28/06/13

Recensione - Venom (Vol. 2) N. 1-22 di Rick Remender


Del Venom di Rick Remender ve ne avevo già parlato parecchi mesi fa, ma in modo molto superficiale e poco approfondito. Torno a parlarvene perché l'altro giorno ho letto l'ultimo numero di questa meravigliosa run di Remender. Vi giuro, se fossi stato una persona sensibile mi sarebbe caduta una lacrimuccia. Certo, la testata continuerà con un nuovo scrittore (ai posteri l'ardua sentenza sulla validità delle sue storie), ma comunque si è chiuso un gran ciclo di storie a cui mi ero affezionato parecchio, visto che è la prima testata che ho seguito dal numero 1(assieme a quella di Deadpool, che però mi sta regalando emozioni di tutt'altro calibro e che per questo ho deciso di stopparla fino all'inizio del suo Marvel NOW a Giugno 2014.)


Nome: Venom Vol. 2
Numeri: 1-22
Scrittore: Rick Remender
Anno: 2011
Pubblicazione Italiana: Spider-Man Universe 1-17

Questo nuovo Venom è totalmente diverso da quello vecchio. Il simbionte è infatti finito nelle mani dell'esercito, che decide di tentare un nuovo progetto Rinascita (lo stesso che aveva dato i poteri a Steve Rogers, Capitan America) affidando il simbionte ad un certo caporale di nostra conoscenza, Eugene "Flash" Thompson. Conosciuto per lo più per essere stato il bullo che tormentava il giovane Peter Parker, Flash ora è cresciuto, è entrato nell'esercito ed ha combattuto per la sua patria, perdendo le gambe. La sua situazione attuale non è delle migliori, ha smesso da poco di bere grazie alla sua Betty Brant, una vecchia fiamma del nostro amichevole Spidey di quartiere, ed ha rotto tutti i contatti con il padre, anch'esso alcolista, che lo picchiava continuamente da bambino. In questo triste momento della sua vita viene chiamato a servire la patria, per indossare il costume di Venom che lo doterà di grandi poteri, oltre a restituirgli le gambe.

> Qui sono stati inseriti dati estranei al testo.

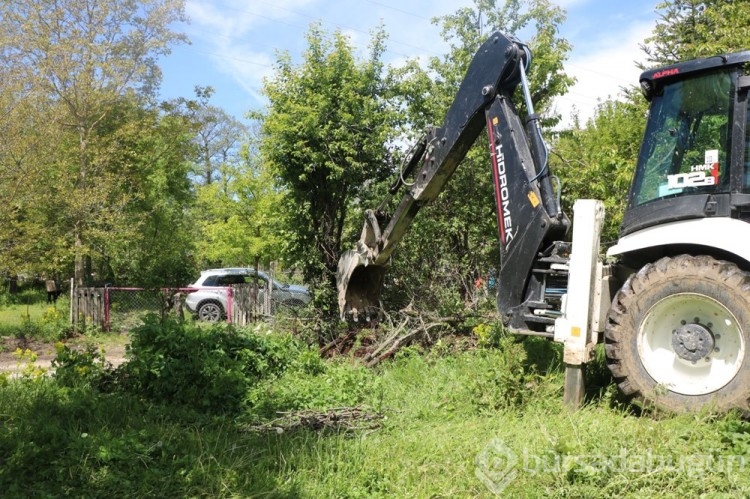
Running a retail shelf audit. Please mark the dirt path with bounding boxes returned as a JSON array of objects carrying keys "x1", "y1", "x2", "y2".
[{"x1": 0, "y1": 337, "x2": 127, "y2": 373}]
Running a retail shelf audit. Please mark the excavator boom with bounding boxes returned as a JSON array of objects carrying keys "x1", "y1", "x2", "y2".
[{"x1": 337, "y1": 32, "x2": 569, "y2": 329}]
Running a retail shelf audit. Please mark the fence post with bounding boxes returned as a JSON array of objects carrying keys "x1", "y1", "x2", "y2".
[
  {"x1": 70, "y1": 277, "x2": 78, "y2": 333},
  {"x1": 227, "y1": 286, "x2": 234, "y2": 324}
]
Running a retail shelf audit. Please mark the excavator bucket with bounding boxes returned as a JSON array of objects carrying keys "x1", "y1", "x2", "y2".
[{"x1": 336, "y1": 250, "x2": 387, "y2": 321}]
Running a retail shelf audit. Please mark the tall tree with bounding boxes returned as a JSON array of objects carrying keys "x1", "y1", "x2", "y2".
[
  {"x1": 261, "y1": 25, "x2": 400, "y2": 320},
  {"x1": 196, "y1": 122, "x2": 282, "y2": 267},
  {"x1": 550, "y1": 93, "x2": 647, "y2": 244},
  {"x1": 0, "y1": 0, "x2": 184, "y2": 284},
  {"x1": 188, "y1": 87, "x2": 248, "y2": 187},
  {"x1": 641, "y1": 0, "x2": 750, "y2": 66}
]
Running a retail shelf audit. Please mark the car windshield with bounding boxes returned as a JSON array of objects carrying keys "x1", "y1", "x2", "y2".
[{"x1": 631, "y1": 70, "x2": 733, "y2": 205}]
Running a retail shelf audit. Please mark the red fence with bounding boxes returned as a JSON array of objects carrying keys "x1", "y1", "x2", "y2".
[{"x1": 70, "y1": 284, "x2": 275, "y2": 332}]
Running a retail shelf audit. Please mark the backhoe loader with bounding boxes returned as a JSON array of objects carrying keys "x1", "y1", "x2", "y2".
[{"x1": 337, "y1": 32, "x2": 750, "y2": 412}]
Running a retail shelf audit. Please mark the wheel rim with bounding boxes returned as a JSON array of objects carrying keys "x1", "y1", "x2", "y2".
[
  {"x1": 198, "y1": 303, "x2": 221, "y2": 322},
  {"x1": 637, "y1": 293, "x2": 745, "y2": 395}
]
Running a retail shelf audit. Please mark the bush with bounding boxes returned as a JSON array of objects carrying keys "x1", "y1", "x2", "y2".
[{"x1": 120, "y1": 315, "x2": 296, "y2": 413}]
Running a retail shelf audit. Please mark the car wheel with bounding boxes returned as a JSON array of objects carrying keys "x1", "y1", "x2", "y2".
[
  {"x1": 198, "y1": 301, "x2": 224, "y2": 322},
  {"x1": 605, "y1": 255, "x2": 750, "y2": 412}
]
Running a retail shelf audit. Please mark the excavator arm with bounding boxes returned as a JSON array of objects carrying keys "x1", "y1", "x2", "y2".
[{"x1": 337, "y1": 32, "x2": 570, "y2": 331}]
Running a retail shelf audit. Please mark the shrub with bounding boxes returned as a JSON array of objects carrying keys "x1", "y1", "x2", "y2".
[{"x1": 120, "y1": 315, "x2": 296, "y2": 413}]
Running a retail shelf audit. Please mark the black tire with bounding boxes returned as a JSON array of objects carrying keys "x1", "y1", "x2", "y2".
[
  {"x1": 604, "y1": 255, "x2": 750, "y2": 412},
  {"x1": 196, "y1": 300, "x2": 224, "y2": 322}
]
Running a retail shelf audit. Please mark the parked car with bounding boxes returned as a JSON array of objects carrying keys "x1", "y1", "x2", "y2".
[{"x1": 185, "y1": 268, "x2": 311, "y2": 322}]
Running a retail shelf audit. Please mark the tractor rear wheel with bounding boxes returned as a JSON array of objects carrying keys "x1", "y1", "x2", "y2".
[{"x1": 604, "y1": 255, "x2": 750, "y2": 412}]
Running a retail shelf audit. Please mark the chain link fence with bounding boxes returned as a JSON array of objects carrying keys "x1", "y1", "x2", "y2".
[{"x1": 71, "y1": 283, "x2": 304, "y2": 333}]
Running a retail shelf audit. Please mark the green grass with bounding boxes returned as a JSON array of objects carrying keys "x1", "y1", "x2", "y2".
[{"x1": 0, "y1": 328, "x2": 750, "y2": 498}]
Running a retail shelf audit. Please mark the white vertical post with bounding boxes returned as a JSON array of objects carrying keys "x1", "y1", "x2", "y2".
[{"x1": 555, "y1": 199, "x2": 604, "y2": 406}]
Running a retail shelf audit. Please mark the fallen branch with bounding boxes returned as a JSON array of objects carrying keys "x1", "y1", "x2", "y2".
[{"x1": 318, "y1": 330, "x2": 358, "y2": 355}]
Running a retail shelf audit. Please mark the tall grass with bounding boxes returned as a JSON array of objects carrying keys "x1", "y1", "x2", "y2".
[{"x1": 0, "y1": 325, "x2": 750, "y2": 498}]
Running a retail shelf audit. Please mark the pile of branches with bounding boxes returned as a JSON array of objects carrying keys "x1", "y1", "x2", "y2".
[
  {"x1": 246, "y1": 407, "x2": 383, "y2": 433},
  {"x1": 320, "y1": 306, "x2": 482, "y2": 367}
]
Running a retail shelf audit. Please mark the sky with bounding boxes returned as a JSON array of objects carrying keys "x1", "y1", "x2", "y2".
[{"x1": 161, "y1": 0, "x2": 659, "y2": 122}]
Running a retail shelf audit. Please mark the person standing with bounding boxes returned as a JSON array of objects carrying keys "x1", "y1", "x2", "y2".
[{"x1": 45, "y1": 279, "x2": 57, "y2": 304}]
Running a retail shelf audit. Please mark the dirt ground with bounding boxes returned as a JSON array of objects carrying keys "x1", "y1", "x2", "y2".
[{"x1": 0, "y1": 337, "x2": 127, "y2": 373}]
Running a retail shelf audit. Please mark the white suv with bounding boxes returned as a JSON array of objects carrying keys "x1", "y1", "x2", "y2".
[{"x1": 185, "y1": 268, "x2": 311, "y2": 322}]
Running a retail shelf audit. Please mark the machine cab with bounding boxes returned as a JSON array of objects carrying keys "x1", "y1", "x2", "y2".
[{"x1": 621, "y1": 52, "x2": 750, "y2": 235}]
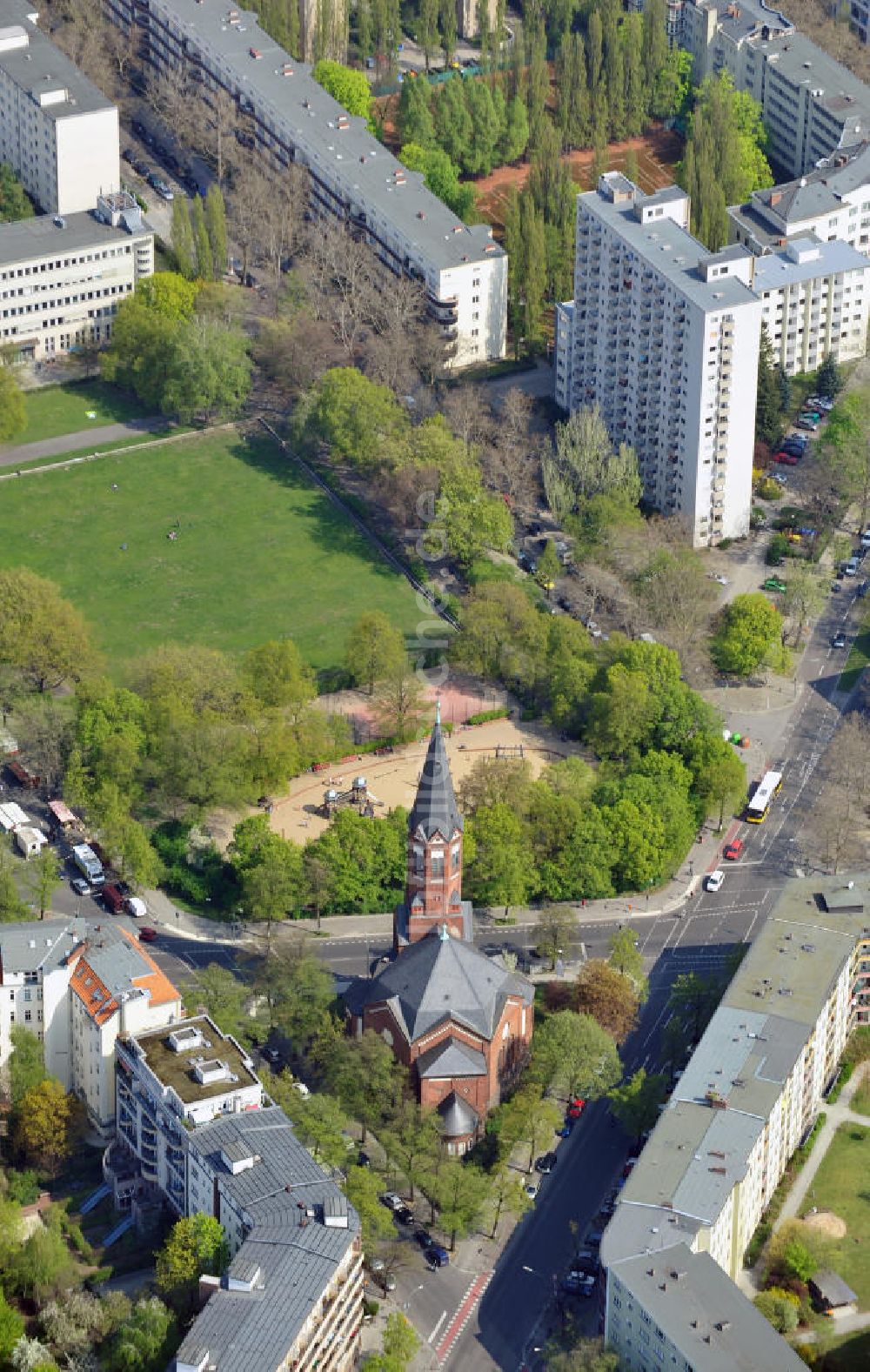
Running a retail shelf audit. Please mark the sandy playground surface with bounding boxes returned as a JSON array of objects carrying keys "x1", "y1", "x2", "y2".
[{"x1": 804, "y1": 1210, "x2": 846, "y2": 1239}]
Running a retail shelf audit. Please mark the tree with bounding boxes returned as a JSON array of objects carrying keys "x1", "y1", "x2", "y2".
[
  {"x1": 12, "y1": 1077, "x2": 73, "y2": 1173},
  {"x1": 0, "y1": 364, "x2": 28, "y2": 443},
  {"x1": 608, "y1": 1067, "x2": 668, "y2": 1139},
  {"x1": 155, "y1": 1211, "x2": 229, "y2": 1315},
  {"x1": 311, "y1": 57, "x2": 371, "y2": 119},
  {"x1": 711, "y1": 592, "x2": 782, "y2": 676},
  {"x1": 0, "y1": 566, "x2": 95, "y2": 692},
  {"x1": 532, "y1": 1010, "x2": 622, "y2": 1101},
  {"x1": 575, "y1": 958, "x2": 639, "y2": 1043},
  {"x1": 203, "y1": 181, "x2": 228, "y2": 281},
  {"x1": 345, "y1": 609, "x2": 407, "y2": 696},
  {"x1": 105, "y1": 1296, "x2": 177, "y2": 1372},
  {"x1": 537, "y1": 906, "x2": 576, "y2": 970}
]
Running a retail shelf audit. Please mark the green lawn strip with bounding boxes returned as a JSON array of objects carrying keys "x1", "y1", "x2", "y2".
[
  {"x1": 804, "y1": 1124, "x2": 870, "y2": 1310},
  {"x1": 10, "y1": 378, "x2": 145, "y2": 447},
  {"x1": 840, "y1": 612, "x2": 870, "y2": 690},
  {"x1": 0, "y1": 430, "x2": 422, "y2": 670}
]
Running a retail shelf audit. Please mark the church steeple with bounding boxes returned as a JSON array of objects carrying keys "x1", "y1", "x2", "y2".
[{"x1": 394, "y1": 701, "x2": 471, "y2": 951}]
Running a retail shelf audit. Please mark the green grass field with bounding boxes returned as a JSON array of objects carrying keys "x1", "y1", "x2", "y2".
[
  {"x1": 10, "y1": 380, "x2": 144, "y2": 447},
  {"x1": 806, "y1": 1124, "x2": 870, "y2": 1310},
  {"x1": 0, "y1": 432, "x2": 421, "y2": 668}
]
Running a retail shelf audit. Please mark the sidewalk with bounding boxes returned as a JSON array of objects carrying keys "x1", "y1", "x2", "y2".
[{"x1": 774, "y1": 1062, "x2": 870, "y2": 1234}]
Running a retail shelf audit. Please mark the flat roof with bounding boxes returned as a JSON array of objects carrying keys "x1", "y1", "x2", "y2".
[
  {"x1": 0, "y1": 210, "x2": 151, "y2": 266},
  {"x1": 0, "y1": 0, "x2": 115, "y2": 119},
  {"x1": 143, "y1": 0, "x2": 504, "y2": 271},
  {"x1": 578, "y1": 178, "x2": 756, "y2": 313},
  {"x1": 130, "y1": 1015, "x2": 259, "y2": 1104},
  {"x1": 613, "y1": 1243, "x2": 806, "y2": 1372}
]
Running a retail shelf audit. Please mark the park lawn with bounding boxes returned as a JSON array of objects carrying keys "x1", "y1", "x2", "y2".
[
  {"x1": 0, "y1": 430, "x2": 422, "y2": 673},
  {"x1": 10, "y1": 380, "x2": 145, "y2": 447},
  {"x1": 808, "y1": 1124, "x2": 870, "y2": 1310}
]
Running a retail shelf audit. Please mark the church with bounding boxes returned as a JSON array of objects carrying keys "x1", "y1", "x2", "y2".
[{"x1": 345, "y1": 709, "x2": 534, "y2": 1154}]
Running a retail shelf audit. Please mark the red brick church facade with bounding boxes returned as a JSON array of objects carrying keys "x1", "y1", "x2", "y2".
[{"x1": 345, "y1": 718, "x2": 534, "y2": 1153}]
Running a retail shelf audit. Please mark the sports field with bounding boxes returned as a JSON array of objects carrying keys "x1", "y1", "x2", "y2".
[
  {"x1": 0, "y1": 431, "x2": 421, "y2": 668},
  {"x1": 14, "y1": 380, "x2": 144, "y2": 447}
]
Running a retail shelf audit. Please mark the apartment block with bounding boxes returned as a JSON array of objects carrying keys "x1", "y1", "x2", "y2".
[
  {"x1": 107, "y1": 0, "x2": 508, "y2": 368},
  {"x1": 556, "y1": 171, "x2": 761, "y2": 546},
  {"x1": 110, "y1": 1015, "x2": 362, "y2": 1372},
  {"x1": 0, "y1": 918, "x2": 181, "y2": 1134},
  {"x1": 729, "y1": 143, "x2": 870, "y2": 257},
  {"x1": 601, "y1": 874, "x2": 870, "y2": 1368},
  {"x1": 0, "y1": 191, "x2": 154, "y2": 361},
  {"x1": 655, "y1": 0, "x2": 870, "y2": 176},
  {"x1": 0, "y1": 0, "x2": 121, "y2": 214},
  {"x1": 753, "y1": 236, "x2": 870, "y2": 376}
]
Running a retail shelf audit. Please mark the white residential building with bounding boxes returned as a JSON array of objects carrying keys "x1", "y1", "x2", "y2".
[
  {"x1": 601, "y1": 874, "x2": 870, "y2": 1369},
  {"x1": 556, "y1": 171, "x2": 761, "y2": 546},
  {"x1": 0, "y1": 191, "x2": 154, "y2": 361},
  {"x1": 0, "y1": 918, "x2": 181, "y2": 1134},
  {"x1": 107, "y1": 0, "x2": 508, "y2": 368},
  {"x1": 0, "y1": 0, "x2": 121, "y2": 214},
  {"x1": 109, "y1": 1015, "x2": 362, "y2": 1372}
]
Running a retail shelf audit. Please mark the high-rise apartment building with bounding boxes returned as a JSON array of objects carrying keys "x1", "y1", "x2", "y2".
[
  {"x1": 0, "y1": 0, "x2": 121, "y2": 214},
  {"x1": 556, "y1": 171, "x2": 761, "y2": 546},
  {"x1": 105, "y1": 0, "x2": 508, "y2": 368}
]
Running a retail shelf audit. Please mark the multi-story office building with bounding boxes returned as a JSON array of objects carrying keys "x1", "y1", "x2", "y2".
[
  {"x1": 0, "y1": 918, "x2": 181, "y2": 1132},
  {"x1": 0, "y1": 0, "x2": 121, "y2": 214},
  {"x1": 601, "y1": 877, "x2": 870, "y2": 1369},
  {"x1": 0, "y1": 191, "x2": 154, "y2": 361},
  {"x1": 111, "y1": 1015, "x2": 362, "y2": 1372},
  {"x1": 556, "y1": 171, "x2": 761, "y2": 546},
  {"x1": 107, "y1": 0, "x2": 508, "y2": 368},
  {"x1": 752, "y1": 236, "x2": 870, "y2": 376},
  {"x1": 729, "y1": 143, "x2": 870, "y2": 257},
  {"x1": 652, "y1": 0, "x2": 870, "y2": 176}
]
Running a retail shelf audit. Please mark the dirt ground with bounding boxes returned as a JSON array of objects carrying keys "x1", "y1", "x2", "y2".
[
  {"x1": 271, "y1": 706, "x2": 579, "y2": 844},
  {"x1": 473, "y1": 128, "x2": 682, "y2": 232},
  {"x1": 804, "y1": 1210, "x2": 846, "y2": 1239}
]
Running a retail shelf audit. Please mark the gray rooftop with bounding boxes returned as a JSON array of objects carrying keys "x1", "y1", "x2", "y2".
[
  {"x1": 407, "y1": 712, "x2": 463, "y2": 840},
  {"x1": 0, "y1": 918, "x2": 88, "y2": 985},
  {"x1": 416, "y1": 1039, "x2": 485, "y2": 1079},
  {"x1": 177, "y1": 1106, "x2": 359, "y2": 1372},
  {"x1": 578, "y1": 178, "x2": 755, "y2": 311},
  {"x1": 613, "y1": 1243, "x2": 806, "y2": 1372},
  {"x1": 138, "y1": 0, "x2": 502, "y2": 269},
  {"x1": 0, "y1": 0, "x2": 114, "y2": 119},
  {"x1": 0, "y1": 210, "x2": 151, "y2": 268},
  {"x1": 347, "y1": 930, "x2": 534, "y2": 1043},
  {"x1": 755, "y1": 235, "x2": 870, "y2": 292}
]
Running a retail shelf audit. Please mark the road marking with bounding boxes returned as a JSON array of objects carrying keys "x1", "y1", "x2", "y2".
[
  {"x1": 435, "y1": 1272, "x2": 492, "y2": 1362},
  {"x1": 425, "y1": 1310, "x2": 447, "y2": 1343}
]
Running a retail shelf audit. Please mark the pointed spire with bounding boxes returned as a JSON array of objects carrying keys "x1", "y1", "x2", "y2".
[{"x1": 409, "y1": 706, "x2": 463, "y2": 839}]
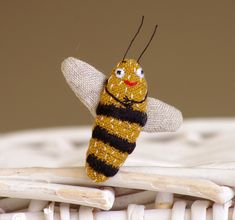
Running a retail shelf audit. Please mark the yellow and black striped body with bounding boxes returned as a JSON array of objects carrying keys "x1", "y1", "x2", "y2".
[{"x1": 86, "y1": 60, "x2": 147, "y2": 182}]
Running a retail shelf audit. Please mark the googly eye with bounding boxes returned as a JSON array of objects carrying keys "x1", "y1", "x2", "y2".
[
  {"x1": 135, "y1": 68, "x2": 144, "y2": 78},
  {"x1": 115, "y1": 69, "x2": 125, "y2": 78}
]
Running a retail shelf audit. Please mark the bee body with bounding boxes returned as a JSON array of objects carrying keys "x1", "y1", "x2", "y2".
[{"x1": 86, "y1": 60, "x2": 147, "y2": 182}]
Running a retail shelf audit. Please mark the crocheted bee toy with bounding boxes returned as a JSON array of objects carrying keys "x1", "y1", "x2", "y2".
[{"x1": 62, "y1": 17, "x2": 182, "y2": 182}]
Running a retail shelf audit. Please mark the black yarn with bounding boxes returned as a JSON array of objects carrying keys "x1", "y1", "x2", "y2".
[
  {"x1": 86, "y1": 154, "x2": 119, "y2": 177},
  {"x1": 96, "y1": 103, "x2": 147, "y2": 127}
]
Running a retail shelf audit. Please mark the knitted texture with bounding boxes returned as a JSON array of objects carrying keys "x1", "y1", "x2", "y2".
[
  {"x1": 61, "y1": 57, "x2": 183, "y2": 132},
  {"x1": 86, "y1": 60, "x2": 147, "y2": 182}
]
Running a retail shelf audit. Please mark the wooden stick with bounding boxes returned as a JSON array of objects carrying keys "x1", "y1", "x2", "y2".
[
  {"x1": 0, "y1": 179, "x2": 114, "y2": 210},
  {"x1": 0, "y1": 167, "x2": 234, "y2": 205}
]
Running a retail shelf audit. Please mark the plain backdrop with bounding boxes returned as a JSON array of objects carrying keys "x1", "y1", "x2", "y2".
[{"x1": 0, "y1": 0, "x2": 235, "y2": 132}]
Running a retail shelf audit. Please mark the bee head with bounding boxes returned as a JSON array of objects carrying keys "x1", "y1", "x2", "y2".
[{"x1": 107, "y1": 59, "x2": 147, "y2": 101}]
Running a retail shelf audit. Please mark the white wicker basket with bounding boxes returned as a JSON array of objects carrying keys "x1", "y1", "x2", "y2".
[{"x1": 0, "y1": 118, "x2": 235, "y2": 220}]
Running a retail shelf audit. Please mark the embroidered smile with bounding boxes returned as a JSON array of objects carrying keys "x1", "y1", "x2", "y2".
[{"x1": 124, "y1": 80, "x2": 138, "y2": 86}]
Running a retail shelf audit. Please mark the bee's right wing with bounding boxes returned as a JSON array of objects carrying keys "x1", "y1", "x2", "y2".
[{"x1": 61, "y1": 57, "x2": 183, "y2": 132}]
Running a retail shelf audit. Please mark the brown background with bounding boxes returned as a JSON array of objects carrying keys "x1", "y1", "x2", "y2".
[{"x1": 0, "y1": 0, "x2": 235, "y2": 132}]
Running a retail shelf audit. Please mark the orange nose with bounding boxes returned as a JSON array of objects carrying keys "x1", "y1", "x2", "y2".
[{"x1": 124, "y1": 80, "x2": 138, "y2": 86}]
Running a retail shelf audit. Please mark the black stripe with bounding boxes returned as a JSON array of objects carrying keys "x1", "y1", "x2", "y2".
[
  {"x1": 92, "y1": 125, "x2": 136, "y2": 154},
  {"x1": 96, "y1": 103, "x2": 147, "y2": 127},
  {"x1": 86, "y1": 154, "x2": 118, "y2": 177}
]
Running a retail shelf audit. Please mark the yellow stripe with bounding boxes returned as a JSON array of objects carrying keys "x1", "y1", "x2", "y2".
[
  {"x1": 95, "y1": 115, "x2": 141, "y2": 143},
  {"x1": 88, "y1": 138, "x2": 128, "y2": 168}
]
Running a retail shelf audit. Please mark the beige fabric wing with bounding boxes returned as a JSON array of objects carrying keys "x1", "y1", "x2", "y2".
[{"x1": 61, "y1": 57, "x2": 183, "y2": 132}]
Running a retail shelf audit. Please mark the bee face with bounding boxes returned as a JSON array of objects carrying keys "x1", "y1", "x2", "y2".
[{"x1": 107, "y1": 59, "x2": 147, "y2": 101}]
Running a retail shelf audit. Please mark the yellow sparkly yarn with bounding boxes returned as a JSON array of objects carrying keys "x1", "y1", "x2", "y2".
[{"x1": 86, "y1": 59, "x2": 147, "y2": 182}]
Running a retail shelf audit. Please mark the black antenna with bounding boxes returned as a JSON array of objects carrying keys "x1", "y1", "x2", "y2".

È questo lo status quo da cui parte Remender, per stravolgere la vita di Flash con una trama a lungo respiro che lascia con il fiato sospeso. Da questo momento infatti si susseguiranno una serie di saghe che analizzeranno l'uomo che Flash è diventato, la differenza tra Soldato ed Eroe, la ricerca della redenzione, la simbiosi tra Venom e Thompson, il rapporto con il padre... Ed è forse quest'ultimo il tassello principale su cui verte tutto il ciclo di storie. Il rapporto con un padre rinnegato, la cui continua ricerca di approvazione non ha mai portato nulla di buono, e l'evoluzione ad un altro uomo, per non cadere negli stessi errori di chi lo aveva cresciuto a suon di pugni ed umiliazioni.

"E io perché ho accettato? Per servire il mio paese. È la risposta giusta. La bugia che racconto agli psichiatri alla base. La verità è che sono ancora un ragazzo sul campo da football che cerca ancora di guadagnarsi il rispetto di un uomo incapace di averne"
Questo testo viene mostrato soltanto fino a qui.